2. Show us some reach
Satellite has yet to demonstrate proven audience reach. "If you want to be considered mainstream or part of the major radio advertisers' budget, you need to have audience size," said Natalie Swed Stone, OMD's director-national radio. More geographical diversity outside major markets would help too, said Sue Johenning, local-broadcast buyer for Initiative.
3. Is merger justified?
Consumer groups aren't sure one company is better than two. "They may be talking about failing firms. How about idiot managements?" said Mark Cooper, research director for the Consumer Federation of America. High pay packages for talent and inability to get monthly fees for new subscribers shouldn't be justification for a merger, he added.
4. Tough to gain loyalty
Format loyalty is hard to instill -- or break up -- among consumers in the audio market. With HD and MP3 players all gunning for the same device purchases as satellite, getting into consumers' heads as a top priority will be key for satellite's growth.

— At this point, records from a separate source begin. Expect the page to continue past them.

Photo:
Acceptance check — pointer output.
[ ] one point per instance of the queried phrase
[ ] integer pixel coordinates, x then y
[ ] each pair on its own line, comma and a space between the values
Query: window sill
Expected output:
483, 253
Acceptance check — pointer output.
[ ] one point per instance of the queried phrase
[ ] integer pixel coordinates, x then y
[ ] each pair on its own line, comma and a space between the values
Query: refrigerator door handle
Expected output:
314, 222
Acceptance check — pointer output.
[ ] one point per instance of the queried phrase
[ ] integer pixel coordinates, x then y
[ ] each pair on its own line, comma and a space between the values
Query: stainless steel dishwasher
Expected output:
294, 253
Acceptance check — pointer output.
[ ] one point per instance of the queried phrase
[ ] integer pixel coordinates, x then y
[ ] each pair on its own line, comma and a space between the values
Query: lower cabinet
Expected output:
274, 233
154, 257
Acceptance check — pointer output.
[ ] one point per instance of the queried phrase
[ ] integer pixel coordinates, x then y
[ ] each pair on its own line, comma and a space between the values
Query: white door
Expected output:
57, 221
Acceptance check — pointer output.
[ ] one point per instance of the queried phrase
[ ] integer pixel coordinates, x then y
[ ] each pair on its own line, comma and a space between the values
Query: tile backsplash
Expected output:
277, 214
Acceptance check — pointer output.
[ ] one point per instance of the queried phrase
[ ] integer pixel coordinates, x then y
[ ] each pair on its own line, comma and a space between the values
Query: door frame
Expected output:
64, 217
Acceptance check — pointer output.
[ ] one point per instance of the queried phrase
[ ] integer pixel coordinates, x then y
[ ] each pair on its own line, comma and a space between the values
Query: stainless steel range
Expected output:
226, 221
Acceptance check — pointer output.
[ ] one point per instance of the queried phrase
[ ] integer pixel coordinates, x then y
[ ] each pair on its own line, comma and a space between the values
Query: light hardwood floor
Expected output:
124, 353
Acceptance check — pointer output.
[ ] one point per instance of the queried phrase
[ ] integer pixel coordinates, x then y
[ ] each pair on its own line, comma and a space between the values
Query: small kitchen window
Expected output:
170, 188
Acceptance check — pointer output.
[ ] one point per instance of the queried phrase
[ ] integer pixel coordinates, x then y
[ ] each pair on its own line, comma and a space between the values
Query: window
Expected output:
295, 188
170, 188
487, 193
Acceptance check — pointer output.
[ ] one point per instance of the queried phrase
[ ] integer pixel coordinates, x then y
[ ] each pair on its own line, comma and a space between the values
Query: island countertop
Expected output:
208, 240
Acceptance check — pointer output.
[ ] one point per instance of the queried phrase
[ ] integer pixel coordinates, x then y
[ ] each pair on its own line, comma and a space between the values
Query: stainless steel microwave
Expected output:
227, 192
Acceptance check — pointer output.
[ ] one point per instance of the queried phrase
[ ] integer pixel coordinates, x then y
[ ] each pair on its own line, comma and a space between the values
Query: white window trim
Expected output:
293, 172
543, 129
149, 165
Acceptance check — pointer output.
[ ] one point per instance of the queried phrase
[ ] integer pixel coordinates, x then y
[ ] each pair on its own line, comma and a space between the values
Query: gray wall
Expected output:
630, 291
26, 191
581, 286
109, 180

5. Bring advertisers onboard
Some national advertisers still aren't buying radio. And satellite's barriers to entry (lack of ratings, some commercial-free programming) aren't likely to change that. "If the satellite-radio industry is able to be one operator, they can do anything they want on price in terms of charging for advertisers, and the consumer's going to get ripped off," said Peter Smyth, president-greater media and chairman of the Radio Advertising Bureau.